Alain Mabanckou : ses débuts au Collège de France (II)

Je suis donc allé écouter sa première leçon.

À 13 h 40, la magnifique salle « Marguerite de Navarre » du Collège de France est déjà comble ; une majorité de têtes chenues et sans doute de nombreux professeurs de français, tous « sages comme des images ».Marguerite de Navarre.jpg

Le professeur Mabanckou arrive, légèrement en retard ; veste bleue très seyante, lunettes moins « clown » que sur les photos du site, souriant, à l’aise.

En ce qui me concerne, j’attends un cours de littérature contemporaine africaine, voire afro-antillaise ou afro-créole.

Au lieu de cela, Alain Mabanckou reprend le concept de « négritude », apparu en France dans les années 30 par l’entremise d’Aimé Césaire en réaction au système d’assimilation des Noirs d’Afrique et des Antilles françaises qui prévaut à l’époque.
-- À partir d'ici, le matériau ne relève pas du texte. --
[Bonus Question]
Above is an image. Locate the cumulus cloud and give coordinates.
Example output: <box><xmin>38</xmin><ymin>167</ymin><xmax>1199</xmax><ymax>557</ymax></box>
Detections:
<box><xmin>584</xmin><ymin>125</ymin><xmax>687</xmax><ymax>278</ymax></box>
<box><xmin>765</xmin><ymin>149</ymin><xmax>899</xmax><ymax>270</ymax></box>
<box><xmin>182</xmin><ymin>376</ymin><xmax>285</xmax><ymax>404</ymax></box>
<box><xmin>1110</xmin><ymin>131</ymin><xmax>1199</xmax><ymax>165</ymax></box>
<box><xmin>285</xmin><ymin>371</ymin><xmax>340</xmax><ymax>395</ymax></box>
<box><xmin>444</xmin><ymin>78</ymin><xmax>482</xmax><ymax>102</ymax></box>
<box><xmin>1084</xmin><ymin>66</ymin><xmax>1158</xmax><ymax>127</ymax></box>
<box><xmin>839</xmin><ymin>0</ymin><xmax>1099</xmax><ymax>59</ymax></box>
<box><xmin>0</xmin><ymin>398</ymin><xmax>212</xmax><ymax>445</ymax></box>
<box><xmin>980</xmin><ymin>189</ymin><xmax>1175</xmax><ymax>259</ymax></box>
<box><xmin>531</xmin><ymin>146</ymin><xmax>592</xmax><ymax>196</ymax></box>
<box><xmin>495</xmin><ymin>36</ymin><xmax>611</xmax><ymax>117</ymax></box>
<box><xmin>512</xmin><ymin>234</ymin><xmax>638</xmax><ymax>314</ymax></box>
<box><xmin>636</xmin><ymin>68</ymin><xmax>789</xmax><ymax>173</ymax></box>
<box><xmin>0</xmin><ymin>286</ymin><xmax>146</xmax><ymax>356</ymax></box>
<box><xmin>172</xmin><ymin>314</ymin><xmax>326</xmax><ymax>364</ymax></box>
Il ne quittera plus ce thème pendant les 75 minutes de sa leçon, se limitant à une présentation historique de l’émancipation progressive, sur plus d’un siècle, des écrivains noirs, du contexte colonial.

On apprend que les prémisses de ce concept sont à rechercher dans le « souffle haïtien » qui date de l’indépendance au début du XIXème siècle (Le nouvel Académicien Denis Laferrière rappelle que la littérature haïtienne est ancienne et centrée sur l’histoire de l’île) et dans le mouvement américain impulsé par William Dubois (1868-1963), auteur de « L’âme noire » et émigré au Ghana, qui donnera « la renaissance de Harlem » (1918-1928). 

Focalisant son propos sur la France, Alain Mabanckou cite René Maran (« Batouala, véritable roman nègre », prix Goncourt 1921), Blaise Cendrars (« Anthologie nègre »), puis analyse longuement les revues – à durée de vie souvent très courte – fondées à cette époque par les précurseurs (Senghor, Césaire, Damas) : « La revue du monde noir » (six numéros), « Légitime défense » (un numéro), « L’étudiant noir », dans lequel Aimé Césaire, « en quête dramatique de l’identité » affiche la primauté de la culture sur la politique…

Un peu plus tard, ce sont des écrivains blancs qui soutiennent cet effort d’émancipation : André Breton préface « Cahier d’un retour au pays natal » (1939) d’Aimé Césaire, tandis que Jean-Paul Sartre fait de même pour « Anthologie de la nouvelle poésie nègre et malgache de langue française » (1948) de Léopold Senghor. 

Suit un moment de lexicographie qui établit la différence entre « négritude » (manière d’être des nègres) et « négrité » (ensemble des valeurs des nègres). (Remarque : on est choqué aujourd’hui par l’emploi du mot « nègre » mais, apparemment, il ne faut pas).

Alain Mabanckou dénonce l’ignorance du rôle pourtant important des femmes (noires) dans cet essor de la négritude ; la photo qu’il montre du Congrès des écrivains noirs en 1956, à la Sorbonne, est éloquente ! Une seule femme (au premier rang néanmoins…) dans une assemblée d’hommes.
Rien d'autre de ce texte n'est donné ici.